Words words words… let’s face it, it’s difficult to communicate without them! However, important though words undoubtedly are—they are not the be all and end all of our communication. What makes an engaging speaker? It’s not just the words they use (and how they use them). Communication isn’t just what we hear—but also what we see. Vocal animation alone will only take us so far if we don’t look physically engaged in the message we are seeking to convey.

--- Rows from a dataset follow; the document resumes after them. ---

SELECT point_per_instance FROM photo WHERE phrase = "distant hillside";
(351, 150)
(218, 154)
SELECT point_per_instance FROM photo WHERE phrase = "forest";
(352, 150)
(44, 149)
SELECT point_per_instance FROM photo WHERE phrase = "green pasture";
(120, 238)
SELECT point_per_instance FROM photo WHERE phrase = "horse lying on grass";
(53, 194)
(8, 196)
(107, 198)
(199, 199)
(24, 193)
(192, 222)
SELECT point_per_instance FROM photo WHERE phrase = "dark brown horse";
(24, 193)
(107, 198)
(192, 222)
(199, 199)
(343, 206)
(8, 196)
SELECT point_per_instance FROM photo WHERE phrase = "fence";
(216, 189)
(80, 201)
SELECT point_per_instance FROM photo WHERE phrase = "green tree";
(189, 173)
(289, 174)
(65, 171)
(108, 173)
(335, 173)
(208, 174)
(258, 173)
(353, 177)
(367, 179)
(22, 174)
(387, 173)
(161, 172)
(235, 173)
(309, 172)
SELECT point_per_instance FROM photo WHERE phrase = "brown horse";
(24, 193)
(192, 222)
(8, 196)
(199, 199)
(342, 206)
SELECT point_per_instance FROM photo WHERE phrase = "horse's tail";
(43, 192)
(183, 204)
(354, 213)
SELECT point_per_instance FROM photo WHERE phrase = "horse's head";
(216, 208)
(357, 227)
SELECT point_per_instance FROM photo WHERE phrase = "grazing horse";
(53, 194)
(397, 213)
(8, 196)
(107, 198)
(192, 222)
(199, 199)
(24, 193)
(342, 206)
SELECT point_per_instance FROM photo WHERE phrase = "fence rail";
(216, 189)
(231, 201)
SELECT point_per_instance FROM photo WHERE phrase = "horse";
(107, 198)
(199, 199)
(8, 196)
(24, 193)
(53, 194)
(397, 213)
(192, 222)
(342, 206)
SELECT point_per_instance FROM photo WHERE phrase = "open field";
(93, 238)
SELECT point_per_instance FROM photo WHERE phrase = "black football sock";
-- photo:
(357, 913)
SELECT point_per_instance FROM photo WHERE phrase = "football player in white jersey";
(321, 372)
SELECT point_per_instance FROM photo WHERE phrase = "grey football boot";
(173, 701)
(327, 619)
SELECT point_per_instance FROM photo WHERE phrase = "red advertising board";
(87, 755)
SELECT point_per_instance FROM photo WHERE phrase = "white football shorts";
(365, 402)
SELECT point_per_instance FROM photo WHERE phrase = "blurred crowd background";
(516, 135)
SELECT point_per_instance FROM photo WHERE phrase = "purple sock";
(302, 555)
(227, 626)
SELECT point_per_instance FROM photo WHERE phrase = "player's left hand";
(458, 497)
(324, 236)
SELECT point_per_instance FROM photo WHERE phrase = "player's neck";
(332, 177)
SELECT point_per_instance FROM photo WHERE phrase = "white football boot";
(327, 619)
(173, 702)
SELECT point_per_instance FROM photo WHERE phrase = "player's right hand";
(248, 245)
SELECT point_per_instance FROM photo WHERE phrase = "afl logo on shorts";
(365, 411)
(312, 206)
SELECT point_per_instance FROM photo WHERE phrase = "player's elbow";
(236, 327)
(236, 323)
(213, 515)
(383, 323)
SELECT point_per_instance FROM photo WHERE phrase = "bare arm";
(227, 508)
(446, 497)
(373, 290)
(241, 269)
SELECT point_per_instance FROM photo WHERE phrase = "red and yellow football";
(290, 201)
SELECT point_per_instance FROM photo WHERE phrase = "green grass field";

At school, my Home Economics teacher used to bellow at me for my poor presentation of food. (I remember she was once particularly scathing about an admittedly, rather shabby looking lemon meringue pie I had attempted). Her special motto—delivered with an almost messianic zeal—was that we had to “feed the eye as well as the palate”. She scared the living daylights out of me, so I always nodded obediently whenever she trotted out her catchphrase.
Much as I hate to say it, though, she had a point. And her words are especially true when it comes to communication.
Interesting speakers don’t just use their voice to communicate—they use their body as well. Our face, our eyes, our gestures – these are what our listeners are looking at. If we look stiff and disengaged, if our eyes are glazed—we are not sending a message to our listeners that we value what we are saying.
That’s what effective communication is about really: Value. We have to value our message and value our listeners. We don’t do that just through our voice alone.
Good posture is crucial to making a good impression, showing confidence and feeling like you are the real deal. Not only will it change how people perceive you, science tells us it changes the actual biochemistry in our brains, so you will feel different too! And one inch makes all the difference. Roll your shoulders back when you come into the room. To release any tension, do some spine rolls. Then stroke your shoulders back with your hands. Have your fingers meet in the middle of your chest and stroke outwards. Use your fingers to lengthen the space between your ear lobes and your shoulders by bunching up your fingers and then spreading them in this space. This will tell your body where you want it to go. So next time you give a presentation, be aware that you need to “feed the eye” of your listener, not just their ears.
When you are communicating, you have the power over the images and ideas that are being created in your listeners’ heads. It is up to you if you use this power to its maximum.
P.S. My lemon meringue pie wasn’t that bad.